Greves e sindicalização no Brasil em 2024

O “showmício” de 1º de maio de 2024 das centrais sindicais pelegas: no palco, inimigos dos trabalhadores de várias cores partidárias; na plateia, funcionários de várias máquinas sindicais, numa encenação vexatória e esvaziada – embora muito bem paga!

 

Cem Flores

19.12.2025

 

No final de 2025, duas importantes estatísticas sobre a luta sindical no Brasil foram publicadas: o balanço de greves do DIEESE e os dados sobre sindicalização do IBGE, em ambos os casos referentes ao ano de 2024. Tais informações auxiliam na análise da situação da luta proletária e dos demais trabalhadores em mais um ano do governo burguês de Lula e de crescimento econômico acima do esperado. E, nesse sentido, nos fornece elementos para definir os caminhos mais justos da resistência nos locais de trabalho na atual conjuntura nacional.
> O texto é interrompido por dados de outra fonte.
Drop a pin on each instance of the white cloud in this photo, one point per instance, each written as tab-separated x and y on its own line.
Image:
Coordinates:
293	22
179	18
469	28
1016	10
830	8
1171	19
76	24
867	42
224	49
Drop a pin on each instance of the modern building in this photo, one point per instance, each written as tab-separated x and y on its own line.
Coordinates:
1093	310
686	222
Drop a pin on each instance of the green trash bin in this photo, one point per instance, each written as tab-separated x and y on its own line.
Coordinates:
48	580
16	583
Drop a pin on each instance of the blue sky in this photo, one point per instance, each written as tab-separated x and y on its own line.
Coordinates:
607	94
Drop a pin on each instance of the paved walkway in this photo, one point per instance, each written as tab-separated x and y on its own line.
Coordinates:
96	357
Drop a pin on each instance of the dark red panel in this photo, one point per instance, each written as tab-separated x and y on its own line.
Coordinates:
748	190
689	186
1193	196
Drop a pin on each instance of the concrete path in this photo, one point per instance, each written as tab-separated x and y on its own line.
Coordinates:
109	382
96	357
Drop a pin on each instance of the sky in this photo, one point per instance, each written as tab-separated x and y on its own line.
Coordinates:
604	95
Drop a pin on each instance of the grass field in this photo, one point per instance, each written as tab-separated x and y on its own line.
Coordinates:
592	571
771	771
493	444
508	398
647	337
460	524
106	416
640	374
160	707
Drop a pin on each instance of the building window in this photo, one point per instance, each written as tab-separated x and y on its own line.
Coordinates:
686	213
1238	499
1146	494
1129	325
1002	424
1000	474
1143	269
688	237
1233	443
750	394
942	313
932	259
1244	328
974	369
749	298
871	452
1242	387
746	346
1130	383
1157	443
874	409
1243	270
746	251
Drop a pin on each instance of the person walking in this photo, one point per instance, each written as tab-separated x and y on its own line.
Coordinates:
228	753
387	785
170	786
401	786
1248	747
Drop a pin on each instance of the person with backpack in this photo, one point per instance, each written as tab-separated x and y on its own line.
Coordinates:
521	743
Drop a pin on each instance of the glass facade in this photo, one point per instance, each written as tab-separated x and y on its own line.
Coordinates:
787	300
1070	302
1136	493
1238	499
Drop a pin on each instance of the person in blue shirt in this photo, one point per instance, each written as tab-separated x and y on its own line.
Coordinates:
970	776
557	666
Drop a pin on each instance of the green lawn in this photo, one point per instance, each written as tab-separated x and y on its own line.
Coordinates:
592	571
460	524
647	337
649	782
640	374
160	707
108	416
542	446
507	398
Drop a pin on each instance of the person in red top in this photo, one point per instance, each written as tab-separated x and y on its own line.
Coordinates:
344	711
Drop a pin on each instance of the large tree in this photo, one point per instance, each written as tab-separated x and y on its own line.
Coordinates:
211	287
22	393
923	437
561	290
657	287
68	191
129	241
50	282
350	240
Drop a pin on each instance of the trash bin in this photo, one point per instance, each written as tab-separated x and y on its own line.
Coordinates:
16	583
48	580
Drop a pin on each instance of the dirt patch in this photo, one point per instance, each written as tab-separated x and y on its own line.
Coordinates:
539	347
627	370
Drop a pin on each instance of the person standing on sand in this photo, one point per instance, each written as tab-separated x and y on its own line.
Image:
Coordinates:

Essa análise já se encontra em curso no site do Cem Flores. Ano passado, a partir dos dados de sindicalização de 2023, constatamos a baixa histórica da taxa de sindicalização no Brasil, resultado tanto da forte ofensiva do patronato e do estado nas relações de trabalho e na repressão à luta sindical quanto da pelegagem predominante no movimento sindical, cuja expressão mais destacada é a governista CUT. Ao mesmo tempo, essa baixíssima filiação aos sindicatos pelegos não se converteu em construção de instrumentos alternativos de luta em larga escala, embora tenham surgido nesse período coletivos e lutas importantes, como os protestos pela redução da jornada de trabalho por fora das centrais sindicais.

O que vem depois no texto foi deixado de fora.